Researchers' Zone:

This little fellow is what it's all about - the polar cod.

No polar cod – no polar bears?

At the great Arctic show, polar bears, belugas and narwhals are the uncontested stars, but in the backstage, a huge team of small fish make it all possible.

Polar cod for breakfast?

‘Of course, also for lunch, dinner and snacks!’ would be your answer if you were an animal living in the Arctic Ocean.

Many iconic Arctic animals are directly linked to polar cod. For example, narwhals, belugas and ringed seals, rely heavily on polar cod to ingest the energy and fat necessary to survive in cold Arctic waters.

And as polar bears eat mainly ringed seals, they also depend on polar cod indirectly.

In other words: If you care about polar bears, you should care about polar cod.

The sardine of the North

Polar cod (which scientific name is Boreogadus saida and Greenlandic name is eqalugaq) are found all around the Arctic.

It is a forage fish, which means a small, energy-rich fish that serve a key ecosystem role as prey for larger fish, marine mammals, and seabirds.

So we could say it’s the sardine of the North.

Its ecological role is more related to sardines than to its well-known cousin the Atlantic cod, which is a top predator. But polar cod is very vulnerable to climate change.

Warming oceans and disappearing sea ice are affecting polar cod physiology, ecology and survival in many ways.

For these reasons, scientists have in recent years had an increased interest in polar cod.

Greenland is a highly relevant place to study polar cod. First, because many species preying on polar cod are economically and culturally important in Greenland, hence a decline in polar cod populations will have important societal implications.

Second, because it comprises regions where polar cod are struggling to survive and regions where they seem to be doing well for now.

Polar cod have a central role in the transfer of energy and nutrition within the Arctic marine food webs, which has important economical, cultural, societal and spiritual meaning for human communities.

Co-producing knowledge

Now polar cod is the star of a new research project entitled ‘Eqalugaq - Co-producing knowledge on polar cod in Greenland’ funded by the Arctic Environmental Support Program of the Danish Environmental Agency.

The inter-disciplinary project covers a broad range of subjects and methods. Over the next two years, a team of fifteen researchers from Greenland, Denmark and Canada will, in collaboration with communities in different parts of Greenland, use traditional knowledge and natural sciences to tackle key questions about polar cod around Greenland.

For example, we want to provide information on the abundance and distribution of polar cod around Greenland, and to determine if these have changed over the last decades.

We also want to study how polar cod is linked with its environment and how important it is for seabirds and marine mammals.

How will it cascade in the ecosystem?

To answer our questions we will for example interview knowledge holders such as fishers and hunters, sample fish with trawl nets, use sonar technology and analyze the stomach content of birds and marine mammals.

We will also use video recordings of seabirds bringing food to their nest, to determine the importance of polar cod in the chicks’ diet.

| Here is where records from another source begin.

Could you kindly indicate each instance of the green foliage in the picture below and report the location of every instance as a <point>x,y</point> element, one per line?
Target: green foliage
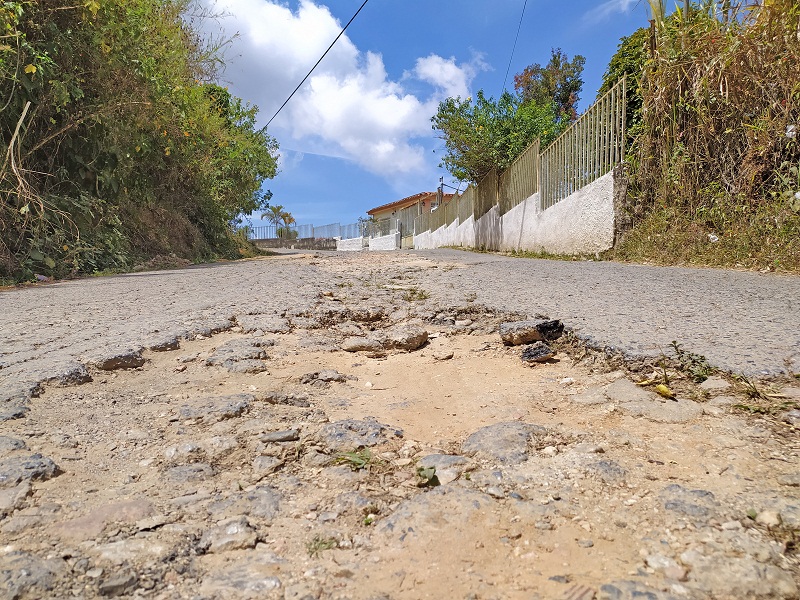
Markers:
<point>489,134</point>
<point>629,61</point>
<point>559,81</point>
<point>124,147</point>
<point>695,365</point>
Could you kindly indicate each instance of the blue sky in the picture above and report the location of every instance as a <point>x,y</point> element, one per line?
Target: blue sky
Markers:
<point>358,133</point>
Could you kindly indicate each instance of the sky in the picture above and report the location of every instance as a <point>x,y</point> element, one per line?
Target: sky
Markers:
<point>358,133</point>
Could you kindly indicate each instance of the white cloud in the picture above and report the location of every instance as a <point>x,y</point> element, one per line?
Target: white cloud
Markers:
<point>445,74</point>
<point>606,9</point>
<point>349,107</point>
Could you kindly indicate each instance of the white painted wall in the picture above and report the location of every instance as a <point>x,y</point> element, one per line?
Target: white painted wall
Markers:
<point>386,242</point>
<point>582,223</point>
<point>353,245</point>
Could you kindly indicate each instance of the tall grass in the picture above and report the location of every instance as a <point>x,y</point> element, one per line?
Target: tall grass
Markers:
<point>716,171</point>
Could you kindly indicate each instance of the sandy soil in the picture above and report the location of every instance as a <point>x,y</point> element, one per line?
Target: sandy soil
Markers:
<point>188,478</point>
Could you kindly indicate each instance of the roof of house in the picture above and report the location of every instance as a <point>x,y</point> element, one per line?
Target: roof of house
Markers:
<point>406,202</point>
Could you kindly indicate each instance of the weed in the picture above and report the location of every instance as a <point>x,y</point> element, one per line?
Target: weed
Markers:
<point>415,295</point>
<point>371,513</point>
<point>427,477</point>
<point>319,544</point>
<point>695,365</point>
<point>356,460</point>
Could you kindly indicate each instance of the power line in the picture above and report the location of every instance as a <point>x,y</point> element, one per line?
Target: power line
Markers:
<point>299,85</point>
<point>516,39</point>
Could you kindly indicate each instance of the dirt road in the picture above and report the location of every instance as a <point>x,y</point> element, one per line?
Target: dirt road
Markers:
<point>354,427</point>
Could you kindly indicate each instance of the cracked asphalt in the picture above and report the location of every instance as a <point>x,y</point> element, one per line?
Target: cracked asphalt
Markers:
<point>742,322</point>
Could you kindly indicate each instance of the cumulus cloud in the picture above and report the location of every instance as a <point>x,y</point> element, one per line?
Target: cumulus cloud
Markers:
<point>349,107</point>
<point>606,9</point>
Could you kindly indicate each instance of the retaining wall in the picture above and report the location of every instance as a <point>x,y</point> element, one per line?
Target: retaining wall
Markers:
<point>297,244</point>
<point>582,223</point>
<point>352,245</point>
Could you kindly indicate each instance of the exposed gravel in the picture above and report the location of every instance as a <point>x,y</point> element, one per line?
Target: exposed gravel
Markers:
<point>742,322</point>
<point>212,434</point>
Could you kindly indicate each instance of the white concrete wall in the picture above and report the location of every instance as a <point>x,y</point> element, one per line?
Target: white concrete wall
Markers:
<point>353,245</point>
<point>488,230</point>
<point>464,234</point>
<point>582,223</point>
<point>386,242</point>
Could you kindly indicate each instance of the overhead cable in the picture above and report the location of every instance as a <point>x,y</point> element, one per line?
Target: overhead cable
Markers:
<point>516,39</point>
<point>299,85</point>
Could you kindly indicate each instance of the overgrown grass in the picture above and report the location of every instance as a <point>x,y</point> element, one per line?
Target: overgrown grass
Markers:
<point>767,239</point>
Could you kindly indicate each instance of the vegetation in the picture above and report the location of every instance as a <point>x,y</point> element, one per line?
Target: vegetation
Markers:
<point>282,220</point>
<point>559,82</point>
<point>715,170</point>
<point>485,134</point>
<point>119,145</point>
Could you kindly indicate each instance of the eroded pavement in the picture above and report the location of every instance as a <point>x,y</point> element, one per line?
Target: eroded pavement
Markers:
<point>374,444</point>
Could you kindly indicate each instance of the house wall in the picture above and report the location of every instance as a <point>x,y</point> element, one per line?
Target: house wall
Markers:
<point>386,242</point>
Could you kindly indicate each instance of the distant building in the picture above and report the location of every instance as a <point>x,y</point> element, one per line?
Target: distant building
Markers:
<point>424,201</point>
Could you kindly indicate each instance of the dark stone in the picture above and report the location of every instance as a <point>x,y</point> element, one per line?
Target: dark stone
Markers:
<point>9,444</point>
<point>289,435</point>
<point>526,332</point>
<point>218,409</point>
<point>538,352</point>
<point>23,575</point>
<point>300,400</point>
<point>405,338</point>
<point>240,350</point>
<point>193,473</point>
<point>504,442</point>
<point>791,416</point>
<point>123,358</point>
<point>608,471</point>
<point>326,376</point>
<point>247,366</point>
<point>119,583</point>
<point>349,434</point>
<point>164,343</point>
<point>9,412</point>
<point>67,373</point>
<point>35,467</point>
<point>265,323</point>
<point>631,590</point>
<point>697,504</point>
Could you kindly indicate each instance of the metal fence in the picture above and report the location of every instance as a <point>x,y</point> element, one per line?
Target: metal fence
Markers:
<point>406,218</point>
<point>589,149</point>
<point>520,180</point>
<point>351,231</point>
<point>334,230</point>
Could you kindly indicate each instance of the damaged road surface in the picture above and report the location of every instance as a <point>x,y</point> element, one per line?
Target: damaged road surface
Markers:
<point>351,435</point>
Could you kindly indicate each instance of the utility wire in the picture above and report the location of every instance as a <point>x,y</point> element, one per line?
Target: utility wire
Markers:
<point>299,85</point>
<point>516,39</point>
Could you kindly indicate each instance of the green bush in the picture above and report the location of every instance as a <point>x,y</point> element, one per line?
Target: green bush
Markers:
<point>120,144</point>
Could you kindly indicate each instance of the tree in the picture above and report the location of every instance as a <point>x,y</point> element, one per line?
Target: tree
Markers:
<point>274,214</point>
<point>629,60</point>
<point>286,231</point>
<point>120,144</point>
<point>559,81</point>
<point>489,134</point>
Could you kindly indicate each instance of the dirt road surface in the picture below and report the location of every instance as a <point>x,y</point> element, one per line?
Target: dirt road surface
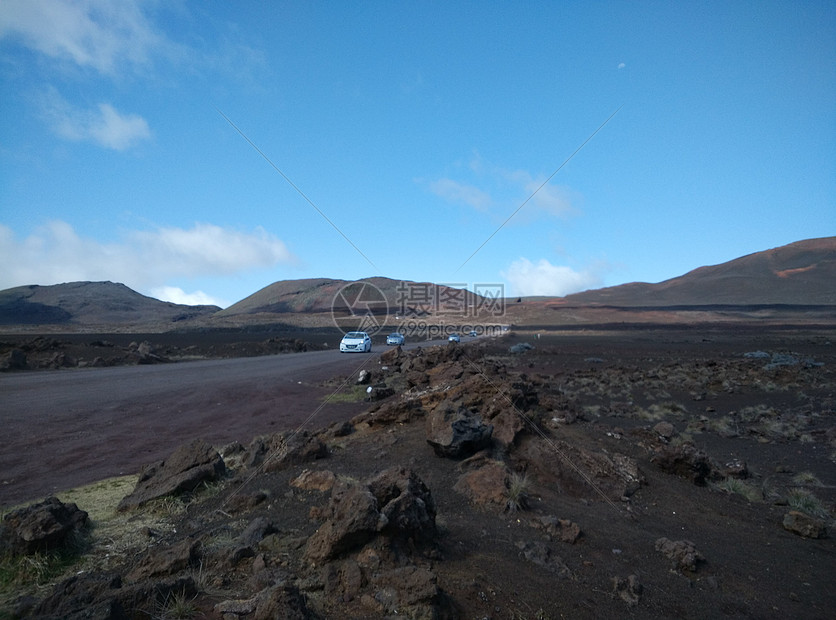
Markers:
<point>66,428</point>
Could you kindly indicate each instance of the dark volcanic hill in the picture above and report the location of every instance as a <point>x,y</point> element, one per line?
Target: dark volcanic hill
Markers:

By bridging different knowledge systems and drawing upon all relevant sources of information, we will certainly get closer in our quest to anticipate how future changes

in polar cod populations will cascade in the ecosystem.

So no polar cod, no polar bears – really?

Of course, it is not that straightforward. Polar bears can eat other prey than ringed seals and ringed seals can eat other prey than polar cod. But in both cases, this is by far their favorite meals, the kind that one never gets tired of eating again, and again, and again.